Çin Temmuz ayında Tibet'te dünyanın en büyük barajının inşaatına başladı. Bu da hem dünya hem Hindistan ve Bangladeş'te endişeleri artırdı. Peki, neden? İşte detaylar:
1 DÜNYANIN EN BÜYÜĞÜ OLACAK
CNN'in makalesine göre Himalayalar’daki uzak bir nehir bugüne kadarki en iddialı ve en tartışmalı altyapı projelerinden birinin merkezine dönüşüyor. Çin'in burada inşa etmeyi planladığı 168 milyar dolarlık hidroelektrik sistem, dünyada tek başına en fazla elektrik üreten tesis olmayı hedefliyor.
Elektrikli araçların otoyollara hâkim olduğu, yüksek enerji tüketen yapay zekâ modellerinin küresel rakipleri geride bırakmak için yarıştığı bir geleceğe hızla ilerleyen Çin için bu proje büyük bir kazanım anlamına geliyor.
2 EN SIRADIŞI PROJE
CNN'nin görüşlerine başvurduğu uzmanlara göre, Tibet’te Yarlung Tsangpo Nehri’nin alt kesimlerinde inşa edilecek bu hidroelektrik sistem, bugüne kadar üstlenilmiş en sıra dışı mühendislik projelerinden biri olacak. Dağların içinden tüneller açılarak yaklaşık 2.000 metrelik bir yükseklik farkından yararlanılması planlanıyor. Bu sayede Çin, “Asya’nın su kulesi” olarak bilinen bir bölgede büyük bir nehri kontrol altına almış olacak.
3 2 ÜLKE VE EKOSİSTEM İÇİN BÜYÜK ENDİŞE
Makaleye göre proje nadir ve el değmemiş bir ekosistemi ve yerli halkların atalarından kalma yaşam alanlarını da tehdit edebilir.
Ayrıca nehirden aşağıda, Hindistan ve Bangladeş’te yaşayan on milyonlarca insan bu suya bağımlı durumda. Uzmanlar, balıkçılık ve tarım da dâhil olmak üzere ekosistem üzerindeki olası etkilerin henüz yeterince incelenmediğini söylüyor.

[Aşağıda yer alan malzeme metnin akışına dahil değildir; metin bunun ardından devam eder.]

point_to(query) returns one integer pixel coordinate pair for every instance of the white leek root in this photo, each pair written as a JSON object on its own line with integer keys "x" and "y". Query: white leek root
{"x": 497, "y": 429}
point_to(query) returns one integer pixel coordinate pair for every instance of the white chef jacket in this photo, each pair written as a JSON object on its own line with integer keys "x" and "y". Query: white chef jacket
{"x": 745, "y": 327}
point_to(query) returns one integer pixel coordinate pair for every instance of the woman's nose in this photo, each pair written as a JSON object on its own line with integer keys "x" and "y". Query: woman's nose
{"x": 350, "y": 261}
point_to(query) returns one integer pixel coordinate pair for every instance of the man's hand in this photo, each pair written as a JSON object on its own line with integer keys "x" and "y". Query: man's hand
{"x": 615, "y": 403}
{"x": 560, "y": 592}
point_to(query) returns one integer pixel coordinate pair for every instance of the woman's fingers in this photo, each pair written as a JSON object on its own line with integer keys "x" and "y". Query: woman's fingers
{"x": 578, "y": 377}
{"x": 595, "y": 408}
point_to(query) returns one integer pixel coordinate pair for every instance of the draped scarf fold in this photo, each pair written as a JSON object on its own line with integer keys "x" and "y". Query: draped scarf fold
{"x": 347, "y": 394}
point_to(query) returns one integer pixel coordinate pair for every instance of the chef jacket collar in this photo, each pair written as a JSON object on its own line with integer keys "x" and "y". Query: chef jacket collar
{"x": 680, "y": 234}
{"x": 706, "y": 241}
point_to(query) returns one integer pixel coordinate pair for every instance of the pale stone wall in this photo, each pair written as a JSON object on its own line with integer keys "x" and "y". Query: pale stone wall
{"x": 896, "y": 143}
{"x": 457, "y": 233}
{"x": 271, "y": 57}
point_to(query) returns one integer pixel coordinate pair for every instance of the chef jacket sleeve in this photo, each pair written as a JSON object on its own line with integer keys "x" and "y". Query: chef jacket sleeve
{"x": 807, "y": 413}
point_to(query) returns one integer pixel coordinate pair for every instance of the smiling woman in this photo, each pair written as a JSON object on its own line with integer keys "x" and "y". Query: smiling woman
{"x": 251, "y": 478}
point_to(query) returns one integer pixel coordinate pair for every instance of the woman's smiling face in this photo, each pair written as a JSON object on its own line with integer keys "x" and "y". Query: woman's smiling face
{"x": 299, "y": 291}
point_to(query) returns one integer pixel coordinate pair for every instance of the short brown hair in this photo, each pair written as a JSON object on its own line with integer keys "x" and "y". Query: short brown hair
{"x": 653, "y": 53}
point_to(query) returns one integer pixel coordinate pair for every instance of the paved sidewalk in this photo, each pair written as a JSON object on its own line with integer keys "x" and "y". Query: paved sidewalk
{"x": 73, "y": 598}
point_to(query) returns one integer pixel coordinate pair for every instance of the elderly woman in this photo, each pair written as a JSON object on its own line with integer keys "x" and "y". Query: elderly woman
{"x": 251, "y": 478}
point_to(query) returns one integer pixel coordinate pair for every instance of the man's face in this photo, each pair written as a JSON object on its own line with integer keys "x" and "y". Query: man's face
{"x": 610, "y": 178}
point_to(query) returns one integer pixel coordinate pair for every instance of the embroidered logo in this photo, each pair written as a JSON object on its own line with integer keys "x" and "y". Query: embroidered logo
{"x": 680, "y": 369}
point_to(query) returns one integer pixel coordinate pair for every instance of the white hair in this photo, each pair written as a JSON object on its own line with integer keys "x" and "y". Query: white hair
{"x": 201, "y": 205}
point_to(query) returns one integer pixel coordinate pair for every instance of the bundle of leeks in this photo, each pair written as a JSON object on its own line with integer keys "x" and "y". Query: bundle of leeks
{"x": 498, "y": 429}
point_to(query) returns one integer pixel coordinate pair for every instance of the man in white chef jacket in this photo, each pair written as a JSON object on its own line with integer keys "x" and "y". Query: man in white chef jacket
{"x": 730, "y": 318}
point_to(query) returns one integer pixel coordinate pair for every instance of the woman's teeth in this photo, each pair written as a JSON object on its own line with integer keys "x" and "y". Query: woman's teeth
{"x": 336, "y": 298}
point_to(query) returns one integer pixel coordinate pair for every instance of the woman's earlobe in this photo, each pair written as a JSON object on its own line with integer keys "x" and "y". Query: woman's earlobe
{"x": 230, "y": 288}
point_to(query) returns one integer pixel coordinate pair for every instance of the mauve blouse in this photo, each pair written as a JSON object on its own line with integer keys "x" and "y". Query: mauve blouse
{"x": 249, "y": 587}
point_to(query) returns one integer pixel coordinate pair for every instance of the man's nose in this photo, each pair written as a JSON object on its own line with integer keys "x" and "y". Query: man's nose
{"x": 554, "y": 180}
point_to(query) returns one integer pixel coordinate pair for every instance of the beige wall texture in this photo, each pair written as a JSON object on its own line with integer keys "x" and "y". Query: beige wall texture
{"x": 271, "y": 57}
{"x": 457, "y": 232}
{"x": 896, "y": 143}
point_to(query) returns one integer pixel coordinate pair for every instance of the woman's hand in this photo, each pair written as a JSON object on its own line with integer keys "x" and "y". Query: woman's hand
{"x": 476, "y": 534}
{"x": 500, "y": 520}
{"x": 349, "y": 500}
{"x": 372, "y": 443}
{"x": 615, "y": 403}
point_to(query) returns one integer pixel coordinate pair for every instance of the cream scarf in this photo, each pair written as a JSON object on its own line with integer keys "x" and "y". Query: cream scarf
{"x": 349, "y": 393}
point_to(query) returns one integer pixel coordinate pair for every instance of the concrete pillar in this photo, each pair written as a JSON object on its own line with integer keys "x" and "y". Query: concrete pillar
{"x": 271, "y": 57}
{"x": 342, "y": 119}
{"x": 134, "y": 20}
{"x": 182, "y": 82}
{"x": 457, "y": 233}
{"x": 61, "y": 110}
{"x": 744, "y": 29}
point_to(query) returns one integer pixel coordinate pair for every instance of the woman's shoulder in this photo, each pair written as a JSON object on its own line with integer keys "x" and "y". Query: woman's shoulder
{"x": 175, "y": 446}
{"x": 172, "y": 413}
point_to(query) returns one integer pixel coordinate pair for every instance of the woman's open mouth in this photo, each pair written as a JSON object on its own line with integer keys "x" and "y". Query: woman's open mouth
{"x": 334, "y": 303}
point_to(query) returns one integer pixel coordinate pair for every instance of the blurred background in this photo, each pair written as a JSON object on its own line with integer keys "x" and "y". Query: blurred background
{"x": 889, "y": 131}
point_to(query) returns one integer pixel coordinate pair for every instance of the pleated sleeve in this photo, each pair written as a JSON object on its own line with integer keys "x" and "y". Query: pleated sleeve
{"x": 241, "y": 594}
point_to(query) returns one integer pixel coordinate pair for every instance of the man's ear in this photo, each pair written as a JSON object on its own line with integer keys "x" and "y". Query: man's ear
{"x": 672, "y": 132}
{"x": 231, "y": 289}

4 HİNDİSTAN BASINI 'SU BOMBASI' DİYOR
Hindistan basınında proje potansiyel bir “su bombası” olarak adlandırılıyor. Tartışmalı Çin-Hindistan sınırına yakınlığı ise projeyi, iki nükleer güç arasında uzun süredir devam eden bir toprak anlaşmazlığında yeni bir gerilim noktası hâline getirebilir.
5 ÇİN BÜYÜK GİZLİLİKLE YÜRÜTÜYOR
Tüm bu risklere rağmen proje hâlâ büyük ölçüde gizlilikle yürütülüyor. Bu durum, Çin’in temiz enerjiye olan güçlü teknik kapasitesini ve kararlılığını ortaya koyarken, aynı zamanda şeffaflık eksikliğine dair soru işaretlerini de artırıyor.